Friedrich Engel, a former Nazi SS officer involved in the massacre of Italian prisoners in the Second World War, has died. He was 97.
Engel died overnight on February 4 or 5, said his wife, Else.
She did not give a cause of death.
She said his remains have already been buried, and did not say where he had died.
In 2002, a German court convicted Engel of 59 counts of murder and handed him a suspended seven-year jail term for the 1944 shootings in a mountain pass near the Italian city of Genoa.
A federal appeals court said in 2004 that it believed Engel was responsible for the massacre.

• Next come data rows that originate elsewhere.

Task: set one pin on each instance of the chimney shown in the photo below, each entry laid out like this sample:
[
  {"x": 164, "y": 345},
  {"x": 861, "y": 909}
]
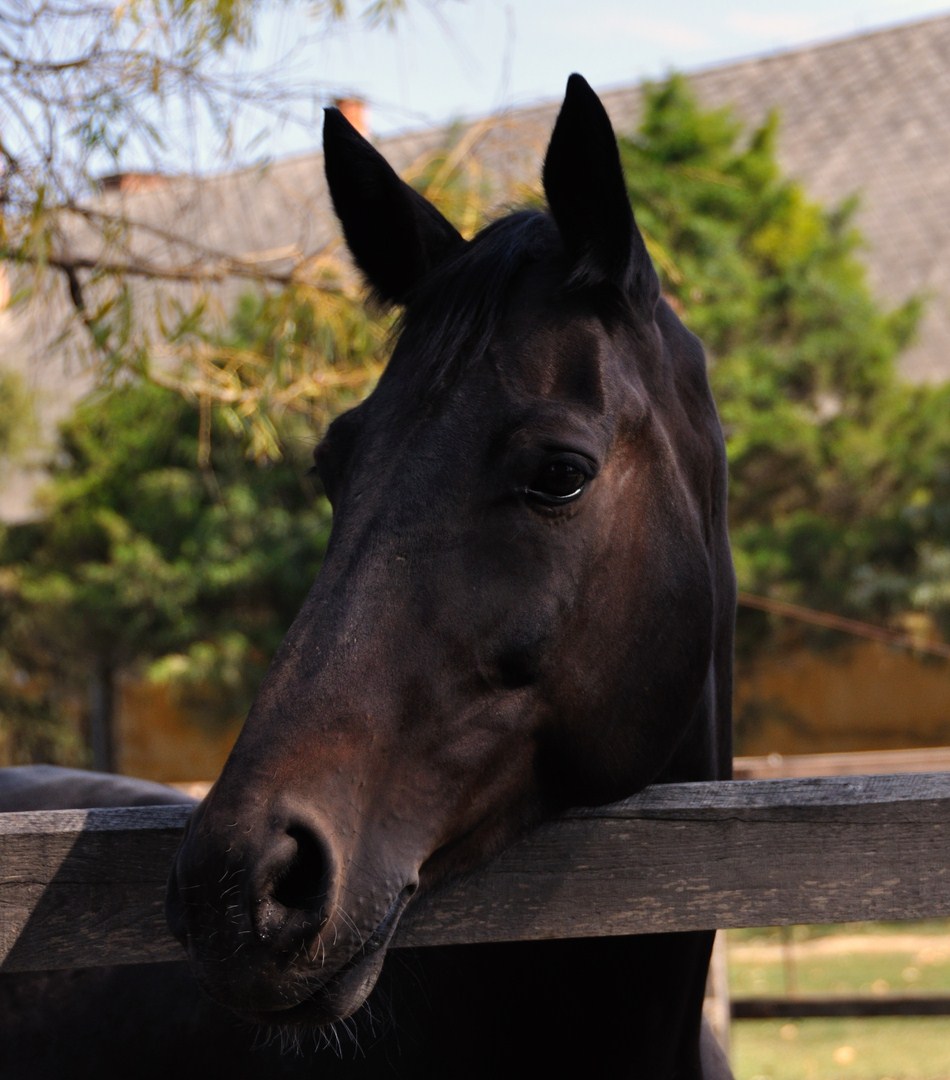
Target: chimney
[
  {"x": 356, "y": 111},
  {"x": 132, "y": 183}
]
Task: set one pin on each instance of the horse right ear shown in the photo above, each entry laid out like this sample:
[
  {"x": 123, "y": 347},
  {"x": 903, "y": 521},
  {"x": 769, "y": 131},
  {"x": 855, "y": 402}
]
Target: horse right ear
[{"x": 395, "y": 235}]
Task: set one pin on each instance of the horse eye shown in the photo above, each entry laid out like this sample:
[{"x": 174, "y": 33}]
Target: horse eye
[{"x": 558, "y": 481}]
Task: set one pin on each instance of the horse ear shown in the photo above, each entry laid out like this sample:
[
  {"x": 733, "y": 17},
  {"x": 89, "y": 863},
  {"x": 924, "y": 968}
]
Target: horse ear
[
  {"x": 587, "y": 196},
  {"x": 395, "y": 235}
]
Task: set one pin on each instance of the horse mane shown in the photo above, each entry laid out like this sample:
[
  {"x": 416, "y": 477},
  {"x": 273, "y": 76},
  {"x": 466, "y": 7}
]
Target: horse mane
[{"x": 451, "y": 316}]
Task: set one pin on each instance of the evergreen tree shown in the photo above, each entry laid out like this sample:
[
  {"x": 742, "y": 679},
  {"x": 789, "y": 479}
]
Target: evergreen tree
[{"x": 839, "y": 495}]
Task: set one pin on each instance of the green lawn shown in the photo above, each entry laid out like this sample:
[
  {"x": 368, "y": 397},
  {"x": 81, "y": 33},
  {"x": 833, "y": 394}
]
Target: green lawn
[{"x": 874, "y": 959}]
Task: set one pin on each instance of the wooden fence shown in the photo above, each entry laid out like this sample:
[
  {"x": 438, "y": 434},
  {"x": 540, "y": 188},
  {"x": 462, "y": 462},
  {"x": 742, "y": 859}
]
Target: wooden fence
[{"x": 83, "y": 888}]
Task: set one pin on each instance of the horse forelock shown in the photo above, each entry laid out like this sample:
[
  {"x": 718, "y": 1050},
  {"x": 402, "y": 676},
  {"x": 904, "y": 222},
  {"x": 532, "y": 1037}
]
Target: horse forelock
[{"x": 453, "y": 314}]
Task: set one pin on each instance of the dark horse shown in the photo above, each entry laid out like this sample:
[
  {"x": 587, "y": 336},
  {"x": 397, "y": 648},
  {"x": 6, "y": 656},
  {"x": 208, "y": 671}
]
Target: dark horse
[{"x": 527, "y": 604}]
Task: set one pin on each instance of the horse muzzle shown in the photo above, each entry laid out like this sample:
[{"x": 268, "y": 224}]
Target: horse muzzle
[{"x": 286, "y": 932}]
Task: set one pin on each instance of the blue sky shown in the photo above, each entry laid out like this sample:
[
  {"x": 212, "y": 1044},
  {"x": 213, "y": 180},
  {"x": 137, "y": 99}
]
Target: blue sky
[{"x": 470, "y": 57}]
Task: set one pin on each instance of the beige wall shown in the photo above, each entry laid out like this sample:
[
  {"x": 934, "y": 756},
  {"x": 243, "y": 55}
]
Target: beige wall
[{"x": 864, "y": 697}]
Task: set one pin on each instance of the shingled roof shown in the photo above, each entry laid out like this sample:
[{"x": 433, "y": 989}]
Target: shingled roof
[{"x": 865, "y": 115}]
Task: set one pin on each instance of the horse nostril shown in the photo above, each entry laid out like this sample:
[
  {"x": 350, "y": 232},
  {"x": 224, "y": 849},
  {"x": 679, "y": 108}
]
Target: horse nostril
[{"x": 297, "y": 899}]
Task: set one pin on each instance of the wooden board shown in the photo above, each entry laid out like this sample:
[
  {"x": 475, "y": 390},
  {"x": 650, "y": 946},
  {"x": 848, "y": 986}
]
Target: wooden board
[{"x": 79, "y": 888}]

But it quashed the conviction, saying the lower court had failed to legally prove murder and ruled out a retrial because of the Engel’s age.
Engel, known in Italy as the “Butcher of Genoa,” acknowledged helping organise the May 19, 1944, shootings in reprisal for an attack on a movie theatre in the city four days earlier in which five German sailors died.
However, he denied the murder charge, insisting that the shootings were ordered by Nazi naval officers and that his unit was responsible only for selecting the victims from Genoa’s Marassi jail.
After the war, Engel worked as a lumber salesman, travelling the world until his retirement in the 1970s.
He had not been jailed at any time, though Hamburg authorities investigated Engel in 1969 for his role in Nazi executions in Italy.
The case was dropped the same year for reasons that are not known because the files were lost.
An Italian military court convicted Engel in absentia only in 1999 and sentenced him to life for war crimes connected to a total of 246 deaths.
German prosecutors examined the possibility of extraditing Engel to Italy under a new EU-wide arrest warrant, but received no formal application from Italian authorities, said Ruediger Bagger, a spokesman for prosecutors in Hamburg.
German law previously prohibited the extradition of its citizens to stand trial abroad.